Os estádios são um dos recintos desportivos com encerramento obrigatório

Atividades em espaços abertos, espaços e vias públicas, ou espaços e vias privadas equiparadas a vias públicas:

    • Pistas de ciclismo, motociclismo, automobilismo e rotas similares, salvo as destinadas à atividade dos atletas de alto rendimento;
    • Provas e exibições náuticas;
    • Provas e exibições aeronáuticas;
    • Desfiles e festas populares ou manifestações folclóricas ou outras de qualquer natureza.

Espaços de jogos e apostas:

    • Casinos;
    • Estabelecimentos de jogos de fortuna ou azar, como bingos ou similares;
    • Salões de jogos e salões recreativos.

Atividades de restauração que não estão na lista de exceção e que vão ter de deixar de funcionar:

    • Restaurantes e similares, cafetarias, casas de chá e afins, com as exceções do presente decreto;
    • Bares e afins;
    • Bares e restaurantes de hotel, exceto quanto a estes últimos para efeitos de entrega de refeições aos hóspedes;
    • Esplanadas;
    • Máquinas de vending.
    • As termas e spas ou estabelecimentos afins, também encerram.

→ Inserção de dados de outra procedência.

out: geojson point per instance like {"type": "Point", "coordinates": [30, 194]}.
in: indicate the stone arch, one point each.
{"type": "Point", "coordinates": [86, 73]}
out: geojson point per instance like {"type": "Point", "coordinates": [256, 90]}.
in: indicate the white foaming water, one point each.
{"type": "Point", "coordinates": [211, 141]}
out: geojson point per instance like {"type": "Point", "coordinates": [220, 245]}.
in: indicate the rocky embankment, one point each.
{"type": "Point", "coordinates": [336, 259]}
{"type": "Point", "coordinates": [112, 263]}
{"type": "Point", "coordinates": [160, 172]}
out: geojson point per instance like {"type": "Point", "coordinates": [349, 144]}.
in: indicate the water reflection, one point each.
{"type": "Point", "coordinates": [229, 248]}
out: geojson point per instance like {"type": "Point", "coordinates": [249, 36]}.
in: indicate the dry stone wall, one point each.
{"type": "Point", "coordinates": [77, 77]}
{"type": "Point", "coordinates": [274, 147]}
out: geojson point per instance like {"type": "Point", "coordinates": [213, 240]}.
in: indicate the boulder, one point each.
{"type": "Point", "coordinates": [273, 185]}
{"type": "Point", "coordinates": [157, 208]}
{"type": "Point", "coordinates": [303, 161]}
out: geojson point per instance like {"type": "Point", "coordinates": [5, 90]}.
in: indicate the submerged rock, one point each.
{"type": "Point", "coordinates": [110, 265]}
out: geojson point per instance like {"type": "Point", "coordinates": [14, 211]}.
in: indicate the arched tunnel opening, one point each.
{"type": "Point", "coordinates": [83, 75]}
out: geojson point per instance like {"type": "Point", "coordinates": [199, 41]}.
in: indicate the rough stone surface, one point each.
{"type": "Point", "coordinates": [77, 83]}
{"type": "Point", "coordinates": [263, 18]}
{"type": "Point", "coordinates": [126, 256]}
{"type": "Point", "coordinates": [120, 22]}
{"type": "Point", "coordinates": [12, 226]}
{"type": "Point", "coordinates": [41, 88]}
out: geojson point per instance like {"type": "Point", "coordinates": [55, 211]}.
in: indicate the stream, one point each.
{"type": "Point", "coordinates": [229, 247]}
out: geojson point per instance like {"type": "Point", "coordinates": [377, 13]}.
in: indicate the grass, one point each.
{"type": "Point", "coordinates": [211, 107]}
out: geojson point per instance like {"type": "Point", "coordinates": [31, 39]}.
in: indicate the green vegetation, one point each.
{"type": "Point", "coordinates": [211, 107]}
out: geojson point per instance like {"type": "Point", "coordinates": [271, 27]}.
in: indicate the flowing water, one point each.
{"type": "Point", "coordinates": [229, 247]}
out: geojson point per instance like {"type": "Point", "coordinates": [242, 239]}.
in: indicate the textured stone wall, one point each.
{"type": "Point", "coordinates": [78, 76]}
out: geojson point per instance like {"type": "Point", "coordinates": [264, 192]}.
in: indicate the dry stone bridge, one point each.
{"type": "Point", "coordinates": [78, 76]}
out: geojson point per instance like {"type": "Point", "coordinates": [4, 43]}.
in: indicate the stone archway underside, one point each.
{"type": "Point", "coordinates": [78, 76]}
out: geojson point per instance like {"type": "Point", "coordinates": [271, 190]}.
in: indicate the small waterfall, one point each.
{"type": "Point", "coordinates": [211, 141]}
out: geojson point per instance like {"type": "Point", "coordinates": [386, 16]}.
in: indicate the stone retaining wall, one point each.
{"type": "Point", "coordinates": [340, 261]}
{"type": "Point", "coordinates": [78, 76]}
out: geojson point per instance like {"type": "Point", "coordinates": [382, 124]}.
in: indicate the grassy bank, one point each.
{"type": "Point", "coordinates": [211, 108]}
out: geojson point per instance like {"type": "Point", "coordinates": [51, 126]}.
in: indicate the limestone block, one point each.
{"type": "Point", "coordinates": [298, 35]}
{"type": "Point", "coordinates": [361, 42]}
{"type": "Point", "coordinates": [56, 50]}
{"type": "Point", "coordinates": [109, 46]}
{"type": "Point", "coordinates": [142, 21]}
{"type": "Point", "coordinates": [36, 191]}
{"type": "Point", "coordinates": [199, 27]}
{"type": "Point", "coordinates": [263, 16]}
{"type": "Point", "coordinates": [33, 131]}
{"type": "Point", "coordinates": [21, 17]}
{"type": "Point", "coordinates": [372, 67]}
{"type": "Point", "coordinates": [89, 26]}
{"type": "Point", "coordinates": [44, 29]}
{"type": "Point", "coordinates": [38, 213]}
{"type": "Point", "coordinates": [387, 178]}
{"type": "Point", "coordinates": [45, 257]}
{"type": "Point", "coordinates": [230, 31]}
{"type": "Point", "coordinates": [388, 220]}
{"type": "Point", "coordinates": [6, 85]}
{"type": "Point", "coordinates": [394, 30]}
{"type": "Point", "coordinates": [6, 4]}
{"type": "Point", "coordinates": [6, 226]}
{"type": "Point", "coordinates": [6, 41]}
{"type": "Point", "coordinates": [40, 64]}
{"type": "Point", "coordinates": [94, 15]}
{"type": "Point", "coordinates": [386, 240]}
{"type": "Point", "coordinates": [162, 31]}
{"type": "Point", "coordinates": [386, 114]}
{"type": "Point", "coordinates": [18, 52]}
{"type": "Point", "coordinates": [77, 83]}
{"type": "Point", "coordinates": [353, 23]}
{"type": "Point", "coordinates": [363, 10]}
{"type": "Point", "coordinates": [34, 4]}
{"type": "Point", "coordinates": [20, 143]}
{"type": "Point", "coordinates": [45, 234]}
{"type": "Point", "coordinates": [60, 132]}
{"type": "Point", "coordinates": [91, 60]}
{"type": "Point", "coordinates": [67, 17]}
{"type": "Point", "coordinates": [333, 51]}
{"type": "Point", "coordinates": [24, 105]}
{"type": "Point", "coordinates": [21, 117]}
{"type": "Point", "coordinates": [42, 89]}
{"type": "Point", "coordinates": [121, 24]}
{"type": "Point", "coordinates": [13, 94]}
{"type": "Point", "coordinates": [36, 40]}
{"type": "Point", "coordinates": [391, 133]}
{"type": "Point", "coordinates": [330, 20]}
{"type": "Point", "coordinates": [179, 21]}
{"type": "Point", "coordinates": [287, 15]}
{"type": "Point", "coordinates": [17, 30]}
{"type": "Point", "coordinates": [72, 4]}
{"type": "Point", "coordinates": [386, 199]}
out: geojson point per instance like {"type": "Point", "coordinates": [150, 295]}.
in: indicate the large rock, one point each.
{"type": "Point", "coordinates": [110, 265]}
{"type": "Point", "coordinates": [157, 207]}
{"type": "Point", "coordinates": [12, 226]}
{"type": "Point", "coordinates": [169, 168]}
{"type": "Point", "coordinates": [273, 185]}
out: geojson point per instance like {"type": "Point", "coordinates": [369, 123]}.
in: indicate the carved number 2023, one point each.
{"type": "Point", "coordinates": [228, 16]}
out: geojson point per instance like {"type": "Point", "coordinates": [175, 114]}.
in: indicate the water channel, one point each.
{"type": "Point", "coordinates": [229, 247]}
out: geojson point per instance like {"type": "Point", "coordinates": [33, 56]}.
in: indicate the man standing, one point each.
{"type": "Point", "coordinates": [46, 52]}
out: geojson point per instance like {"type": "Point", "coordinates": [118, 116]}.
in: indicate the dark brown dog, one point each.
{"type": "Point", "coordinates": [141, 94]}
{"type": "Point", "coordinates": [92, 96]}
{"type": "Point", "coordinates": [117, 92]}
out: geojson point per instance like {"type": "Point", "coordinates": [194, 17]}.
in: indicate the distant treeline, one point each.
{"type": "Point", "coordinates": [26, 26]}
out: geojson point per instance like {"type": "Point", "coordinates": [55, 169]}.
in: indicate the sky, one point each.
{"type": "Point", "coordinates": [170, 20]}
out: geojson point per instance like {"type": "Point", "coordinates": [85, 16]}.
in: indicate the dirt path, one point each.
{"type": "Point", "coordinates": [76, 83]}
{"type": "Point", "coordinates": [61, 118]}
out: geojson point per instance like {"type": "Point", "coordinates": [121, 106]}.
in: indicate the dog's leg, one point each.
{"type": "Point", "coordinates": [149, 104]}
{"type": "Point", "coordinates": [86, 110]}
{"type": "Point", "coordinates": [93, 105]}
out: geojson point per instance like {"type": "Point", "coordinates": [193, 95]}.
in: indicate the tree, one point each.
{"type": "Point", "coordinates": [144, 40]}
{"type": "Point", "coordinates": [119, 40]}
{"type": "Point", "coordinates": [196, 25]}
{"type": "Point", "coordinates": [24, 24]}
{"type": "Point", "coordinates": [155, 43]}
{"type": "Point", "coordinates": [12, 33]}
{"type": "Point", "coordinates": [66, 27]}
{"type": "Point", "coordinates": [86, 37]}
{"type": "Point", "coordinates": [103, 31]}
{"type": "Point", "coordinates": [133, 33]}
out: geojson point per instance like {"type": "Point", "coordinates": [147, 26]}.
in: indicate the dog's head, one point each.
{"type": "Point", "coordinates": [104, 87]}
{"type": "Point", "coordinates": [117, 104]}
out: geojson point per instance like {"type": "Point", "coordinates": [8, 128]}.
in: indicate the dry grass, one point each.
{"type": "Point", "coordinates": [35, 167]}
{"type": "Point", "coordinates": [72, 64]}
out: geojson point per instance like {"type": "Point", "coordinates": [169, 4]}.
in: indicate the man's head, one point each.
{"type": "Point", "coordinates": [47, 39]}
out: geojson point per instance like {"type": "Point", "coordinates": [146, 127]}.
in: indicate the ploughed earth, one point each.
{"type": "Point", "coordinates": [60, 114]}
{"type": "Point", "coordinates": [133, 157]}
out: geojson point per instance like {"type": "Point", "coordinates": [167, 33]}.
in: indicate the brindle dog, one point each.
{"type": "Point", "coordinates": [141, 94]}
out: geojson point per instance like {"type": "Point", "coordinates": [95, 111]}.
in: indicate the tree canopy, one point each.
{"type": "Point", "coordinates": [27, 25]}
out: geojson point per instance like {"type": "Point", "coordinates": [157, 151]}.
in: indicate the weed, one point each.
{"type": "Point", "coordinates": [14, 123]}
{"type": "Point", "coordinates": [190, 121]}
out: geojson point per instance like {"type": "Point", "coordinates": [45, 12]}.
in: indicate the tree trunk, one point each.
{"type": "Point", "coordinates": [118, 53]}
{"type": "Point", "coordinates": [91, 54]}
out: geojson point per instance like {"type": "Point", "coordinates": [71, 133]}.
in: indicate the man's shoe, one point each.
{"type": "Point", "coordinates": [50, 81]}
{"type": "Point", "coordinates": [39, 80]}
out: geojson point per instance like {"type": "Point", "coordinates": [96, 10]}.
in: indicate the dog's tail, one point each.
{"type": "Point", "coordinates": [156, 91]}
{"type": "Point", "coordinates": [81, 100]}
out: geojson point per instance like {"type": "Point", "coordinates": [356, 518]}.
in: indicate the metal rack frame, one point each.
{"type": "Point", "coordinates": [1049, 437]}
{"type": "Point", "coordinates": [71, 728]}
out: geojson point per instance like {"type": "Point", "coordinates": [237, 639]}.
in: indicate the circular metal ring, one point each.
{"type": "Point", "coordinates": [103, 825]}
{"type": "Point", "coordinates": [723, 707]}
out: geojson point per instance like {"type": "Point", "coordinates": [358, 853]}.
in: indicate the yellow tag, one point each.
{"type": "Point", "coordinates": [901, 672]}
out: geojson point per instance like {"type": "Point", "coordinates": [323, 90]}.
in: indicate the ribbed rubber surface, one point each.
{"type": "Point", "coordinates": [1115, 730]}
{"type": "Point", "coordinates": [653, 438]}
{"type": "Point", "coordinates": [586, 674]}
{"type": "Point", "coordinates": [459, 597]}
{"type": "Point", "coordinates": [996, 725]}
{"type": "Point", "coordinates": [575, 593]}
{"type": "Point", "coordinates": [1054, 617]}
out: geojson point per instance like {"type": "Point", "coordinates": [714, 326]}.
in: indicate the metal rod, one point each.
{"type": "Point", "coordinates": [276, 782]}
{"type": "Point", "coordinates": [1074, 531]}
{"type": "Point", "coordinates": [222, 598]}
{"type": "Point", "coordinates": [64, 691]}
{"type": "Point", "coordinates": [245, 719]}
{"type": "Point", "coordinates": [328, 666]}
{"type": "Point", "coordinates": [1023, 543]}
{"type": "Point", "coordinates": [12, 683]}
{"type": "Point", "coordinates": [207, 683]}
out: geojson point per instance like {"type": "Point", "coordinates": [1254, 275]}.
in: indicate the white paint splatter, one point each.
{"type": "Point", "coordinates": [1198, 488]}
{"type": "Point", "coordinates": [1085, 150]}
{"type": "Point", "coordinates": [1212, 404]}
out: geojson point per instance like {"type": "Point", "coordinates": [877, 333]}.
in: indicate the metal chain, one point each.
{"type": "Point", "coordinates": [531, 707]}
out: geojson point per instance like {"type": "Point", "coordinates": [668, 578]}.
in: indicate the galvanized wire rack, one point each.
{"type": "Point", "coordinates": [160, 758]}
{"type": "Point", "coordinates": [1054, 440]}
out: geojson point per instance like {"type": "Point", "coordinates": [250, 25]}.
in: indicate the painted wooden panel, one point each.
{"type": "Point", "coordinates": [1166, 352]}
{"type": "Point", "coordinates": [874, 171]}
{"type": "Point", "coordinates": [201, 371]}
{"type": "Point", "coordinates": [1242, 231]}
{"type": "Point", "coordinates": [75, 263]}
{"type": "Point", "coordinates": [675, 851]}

Missas proibidas e novas regras para funerais


Eventos religiosos que envolvam aglomeração de pessoas estão proibidos e há regras novas para os funerais

    • As missas e qualquer outro evento de cariz religioso e de culto que implique uma aglomeração de pessoas estão proibidos.
    • Quantos aos funerais, tem de ser garantida a inexistência de aglomerados de pessoas e o controlo das distâncias de segurança. Para isso, deve fixar-se um limite máximo de presenças. Esse limite é determinado pela autarquia local que exerça os poderes de gestão do respetivo cemitério.

Quem fica obrigado a dever especial de proteção


Maiores de 70 anos e doentes crónicos têm dever especial de proteção

Os maiores de 70 anos;

Os imunodeprimidos e os portadores de doença crónica que, de acordo com as orientações da autoridade de saúde devam ser considerados de risco, designadamente os hipertensos, os diabéticos, os doentes cardiovasculares, os portadores de doença respiratória crónica e os doentes oncológicos

Só vão poder sair de casa para:

    • Aquisição de bens e serviços;
    • Deslocações por motivos de saúde, designadamente para efeitos de obtenção de cuidados de saúde;
    • Deslocação a estações e postos de correio, agências bancárias e agências de corretores de seguros ou seguradoras;
    • Deslocações de curta duração para efeitos de atividade física, sendo proibido o exercício de atividade física coletiva;
    • Deslocações de curta duração para efeitos de passeio dos animais de companhia;
    • Outras atividades de natureza análoga ou por outros motivos de força maior ou necessidade impreterível, desde que devidamente justificados.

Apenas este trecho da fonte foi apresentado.